As many of you out there are gripped by 'Lambing Live' on the telly, i thought i'd finally get around to doing my lambing blog for this year. Luckily for you i'll have to make it quick, because i have to go out again soon!
Firstly - i know you all wonder what the affectionately named 'hovel' looks like where i spend a lot of my time during the wee hours, so here's a picture: The 'cosy' hovel
I know a lot of people wonder what all the fuss is about when it comes to lambing time. Why can't we just let them get on with it themselves? Well, two good reasons are
1 - sheep really do tend to be a bit stupid, and
2 - it's a well known fact in the farming community that sheep have one aim in life, and that is; to die...!
The other reason, of course, is that wherever you have several hundred or thousand animals giving birth at the same time, there are bound to be problems. On my first night 'on duty', i came across many of the common problems. On my second to last night, i was there until 6am, because the vet had to be called out!
So, i thought i'd run through the fun and games of the sheep sheds (with some pictures to help!)
Problem 1 - Prolapsing
This is where the ewe pushes the 'lamb bed' out, which is understandably uncomfortable for her. It is often caused by ewes being too fat before lambing. It is easily noticed, because the ewe will lie down and strain, with only a kind of pink protrusion to show for it. They often do this several weeks or days before they are due and the problem is remedied by putting a harness on the sheep which holds the prolapse in and stops the urge to push. It can make lambing tricky though and you have to spot the ewe lambing in good time so you can take the harness off to make way for the lambs!
Problem 2 - Tight cervix. (Sorry, this is a bit graphic!)
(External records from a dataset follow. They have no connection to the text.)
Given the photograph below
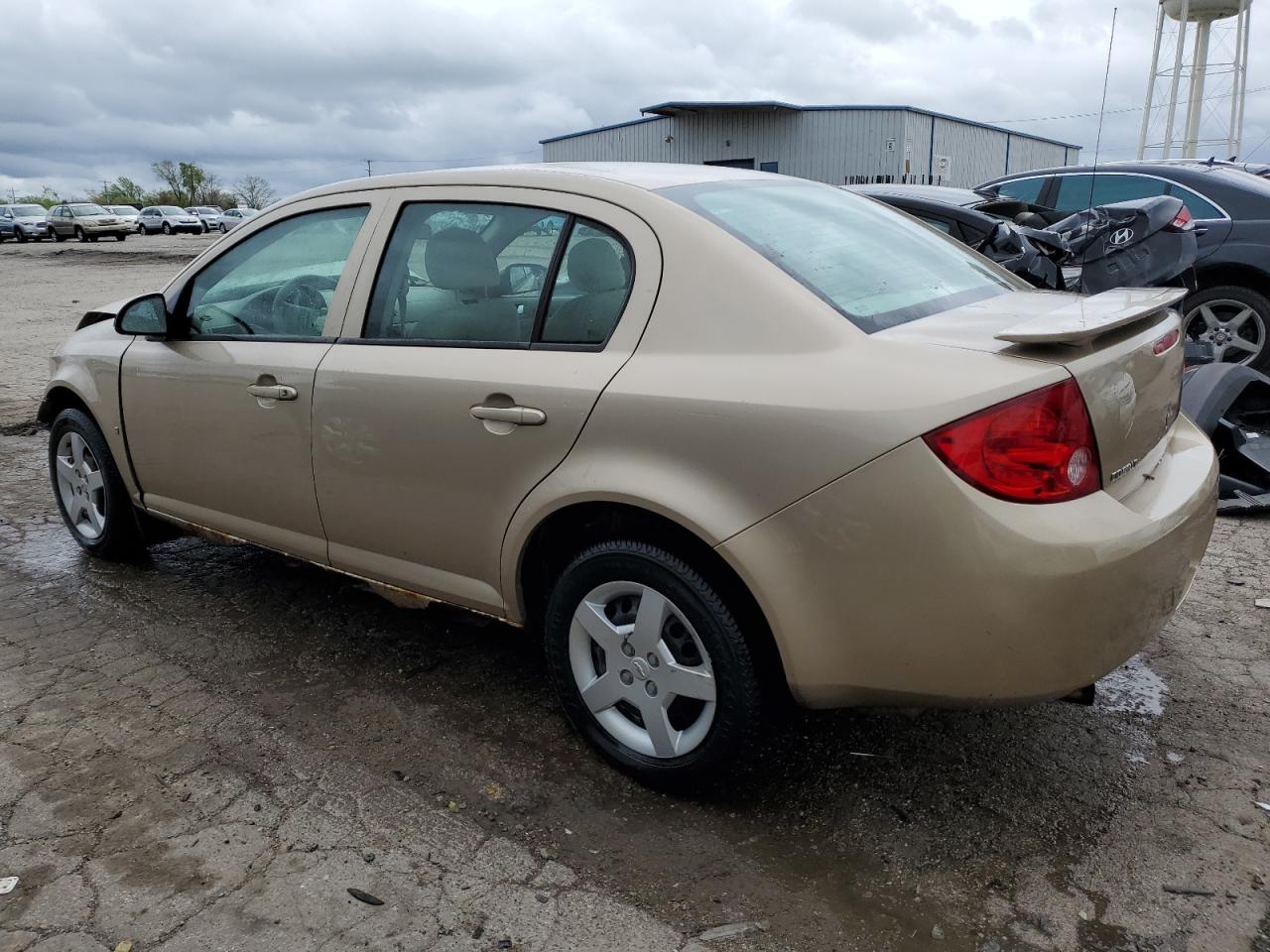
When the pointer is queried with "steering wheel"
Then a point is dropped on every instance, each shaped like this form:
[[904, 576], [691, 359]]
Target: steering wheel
[[299, 308]]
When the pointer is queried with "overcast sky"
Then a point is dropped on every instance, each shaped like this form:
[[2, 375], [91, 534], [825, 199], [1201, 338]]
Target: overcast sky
[[303, 91]]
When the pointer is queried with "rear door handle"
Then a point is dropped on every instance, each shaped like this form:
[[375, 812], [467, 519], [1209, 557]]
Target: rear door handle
[[518, 416], [272, 391]]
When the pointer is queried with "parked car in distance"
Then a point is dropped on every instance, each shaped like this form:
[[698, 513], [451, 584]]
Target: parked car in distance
[[125, 211], [207, 214], [1230, 207], [169, 220], [232, 217], [720, 436], [85, 221], [23, 222]]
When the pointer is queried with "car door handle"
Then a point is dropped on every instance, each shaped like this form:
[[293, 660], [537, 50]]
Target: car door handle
[[272, 391], [518, 416]]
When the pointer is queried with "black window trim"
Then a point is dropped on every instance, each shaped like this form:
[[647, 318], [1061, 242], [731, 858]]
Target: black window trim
[[187, 290], [572, 218]]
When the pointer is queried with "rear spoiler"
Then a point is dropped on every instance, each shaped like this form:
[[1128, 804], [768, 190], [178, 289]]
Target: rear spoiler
[[1086, 317]]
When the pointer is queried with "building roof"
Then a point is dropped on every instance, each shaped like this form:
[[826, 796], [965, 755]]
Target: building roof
[[663, 111]]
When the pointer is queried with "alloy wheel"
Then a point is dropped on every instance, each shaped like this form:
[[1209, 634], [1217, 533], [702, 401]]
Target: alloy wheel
[[80, 485], [642, 669], [1236, 330]]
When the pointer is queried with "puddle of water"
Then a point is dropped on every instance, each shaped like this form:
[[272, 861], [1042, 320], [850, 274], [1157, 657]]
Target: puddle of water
[[1133, 688]]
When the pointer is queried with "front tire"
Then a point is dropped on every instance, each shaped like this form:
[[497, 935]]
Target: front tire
[[90, 494], [1236, 320], [651, 664]]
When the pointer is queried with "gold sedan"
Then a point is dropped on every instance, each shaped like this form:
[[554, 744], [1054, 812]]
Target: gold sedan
[[715, 434]]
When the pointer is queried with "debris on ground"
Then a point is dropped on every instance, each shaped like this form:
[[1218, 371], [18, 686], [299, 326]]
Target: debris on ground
[[361, 896], [1187, 890], [730, 932]]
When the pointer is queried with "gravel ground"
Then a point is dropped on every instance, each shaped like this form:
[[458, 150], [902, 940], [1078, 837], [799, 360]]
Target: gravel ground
[[199, 752]]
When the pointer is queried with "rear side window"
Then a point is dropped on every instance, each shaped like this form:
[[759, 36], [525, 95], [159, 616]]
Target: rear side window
[[1024, 189], [590, 289], [876, 268]]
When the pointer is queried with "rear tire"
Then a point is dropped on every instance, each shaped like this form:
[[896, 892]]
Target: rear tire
[[708, 705], [1232, 312], [90, 494]]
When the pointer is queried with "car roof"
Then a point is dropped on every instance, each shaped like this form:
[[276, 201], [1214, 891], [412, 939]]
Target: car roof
[[962, 197], [648, 177]]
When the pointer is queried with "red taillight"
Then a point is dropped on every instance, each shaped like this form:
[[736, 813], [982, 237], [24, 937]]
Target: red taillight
[[1166, 341], [1035, 448]]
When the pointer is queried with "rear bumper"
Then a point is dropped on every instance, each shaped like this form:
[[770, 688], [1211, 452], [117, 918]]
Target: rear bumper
[[902, 584]]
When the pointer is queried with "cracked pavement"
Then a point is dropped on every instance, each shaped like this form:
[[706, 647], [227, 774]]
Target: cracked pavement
[[200, 752]]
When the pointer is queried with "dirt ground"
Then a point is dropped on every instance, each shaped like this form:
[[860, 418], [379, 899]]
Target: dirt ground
[[200, 752]]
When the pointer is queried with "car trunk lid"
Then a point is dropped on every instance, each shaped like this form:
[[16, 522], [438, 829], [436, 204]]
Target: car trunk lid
[[1119, 345]]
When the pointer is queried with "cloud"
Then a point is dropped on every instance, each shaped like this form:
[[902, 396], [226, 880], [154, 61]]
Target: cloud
[[303, 93]]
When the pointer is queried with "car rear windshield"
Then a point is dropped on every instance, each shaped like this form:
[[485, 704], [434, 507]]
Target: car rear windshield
[[873, 266]]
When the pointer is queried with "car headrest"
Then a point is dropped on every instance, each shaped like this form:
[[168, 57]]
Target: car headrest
[[457, 259], [593, 267]]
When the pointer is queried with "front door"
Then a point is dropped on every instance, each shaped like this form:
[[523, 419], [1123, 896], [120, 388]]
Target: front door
[[470, 363], [217, 416]]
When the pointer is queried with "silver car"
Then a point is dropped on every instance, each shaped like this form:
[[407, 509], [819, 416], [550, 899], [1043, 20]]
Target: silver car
[[86, 221], [23, 222], [125, 211], [206, 213], [167, 218], [231, 217]]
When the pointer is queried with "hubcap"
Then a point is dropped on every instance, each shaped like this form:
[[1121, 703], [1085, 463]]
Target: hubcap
[[1236, 331], [642, 669], [80, 485]]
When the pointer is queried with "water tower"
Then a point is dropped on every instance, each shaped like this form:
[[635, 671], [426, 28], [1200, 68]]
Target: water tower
[[1211, 123]]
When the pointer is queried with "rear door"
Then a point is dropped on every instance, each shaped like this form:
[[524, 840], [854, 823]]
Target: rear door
[[460, 384], [218, 416]]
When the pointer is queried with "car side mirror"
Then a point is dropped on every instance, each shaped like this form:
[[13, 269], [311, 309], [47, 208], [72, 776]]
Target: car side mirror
[[145, 315]]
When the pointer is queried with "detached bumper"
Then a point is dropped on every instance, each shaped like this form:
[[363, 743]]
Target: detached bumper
[[902, 584]]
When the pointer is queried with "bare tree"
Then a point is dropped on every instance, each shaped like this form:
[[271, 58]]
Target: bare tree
[[254, 191]]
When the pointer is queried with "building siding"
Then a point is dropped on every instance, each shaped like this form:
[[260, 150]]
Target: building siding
[[826, 145]]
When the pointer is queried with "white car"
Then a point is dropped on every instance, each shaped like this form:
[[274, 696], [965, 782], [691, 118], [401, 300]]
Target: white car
[[232, 217], [206, 213], [167, 218]]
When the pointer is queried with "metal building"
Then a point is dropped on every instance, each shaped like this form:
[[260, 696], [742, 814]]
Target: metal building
[[835, 144]]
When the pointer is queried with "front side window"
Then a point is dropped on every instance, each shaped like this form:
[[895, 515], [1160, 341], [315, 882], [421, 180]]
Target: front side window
[[1023, 189], [280, 282], [874, 267], [460, 272], [1080, 191]]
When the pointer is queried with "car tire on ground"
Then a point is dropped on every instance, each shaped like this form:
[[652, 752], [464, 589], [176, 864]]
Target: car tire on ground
[[1229, 312], [90, 494], [626, 615]]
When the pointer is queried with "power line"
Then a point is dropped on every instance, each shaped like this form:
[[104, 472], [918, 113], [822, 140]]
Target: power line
[[1110, 112]]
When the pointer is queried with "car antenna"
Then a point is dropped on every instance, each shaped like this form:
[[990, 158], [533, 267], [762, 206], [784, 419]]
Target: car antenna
[[1106, 80]]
Sometimes ewes don't 'open up' properly, or if they haven't lambed before, they can be quite tight. This means they require a fair bit of assistance, which can range from massaging the cervix to help open it up, to having to pull the lamb/s out a bit more forcefully - helped by a lot of lubricant! If the ewes were left by themselves, they would become exhausted and the lambs would certainly die inside, followed by the ewe, if left long enough.
Problem 3 - 'bags' over heads.
The membrane that the lamb is born in should break at birth. If it doesn't, the ewe will lick it off. BUT, sometimes neither of these things happen and an otherwise healthy lamb will simply suffocate inside this membrane. This is an incredibly frustrating thing to happen, as it is so avoidable - as long as someone is watching! All it takes is to be checking round another shed, or penning up some other lambs, and when you go to check again, you find a dead lamb. Very frustrating.
Problem 4 - Ewes stealing each other's lambs!
This seemed to happen a lot this year! When sheep are close to lambing, they tend to look for their lambs, even though they haven't had them yet. This often leads to them going to lick and 'mother' another ewe's lambs, and will end up convinced they are theirs. This means the real mother may reject their lambs as they smell different, and you walk into the shed greeted by one ewe with 5 lambs and another with none! Obviously one sheep cannot support 5 lambs, so it means you gain more pet lambs or you have to try and 'adopt' the lambs back onto the mother - a process which takes time and doesn't always work.
Here are some pictures of 2 particular sheep, who had obviously decided to be birthing partners!
Penned up, out of the way, so she can lamb in peace. A healthy set of twins :-)
This one lambed a bit later on..i think i had to help her...and as you can see, she wasn't even all that interested in the end!
So there we have it. I hope you found it interesting and informative!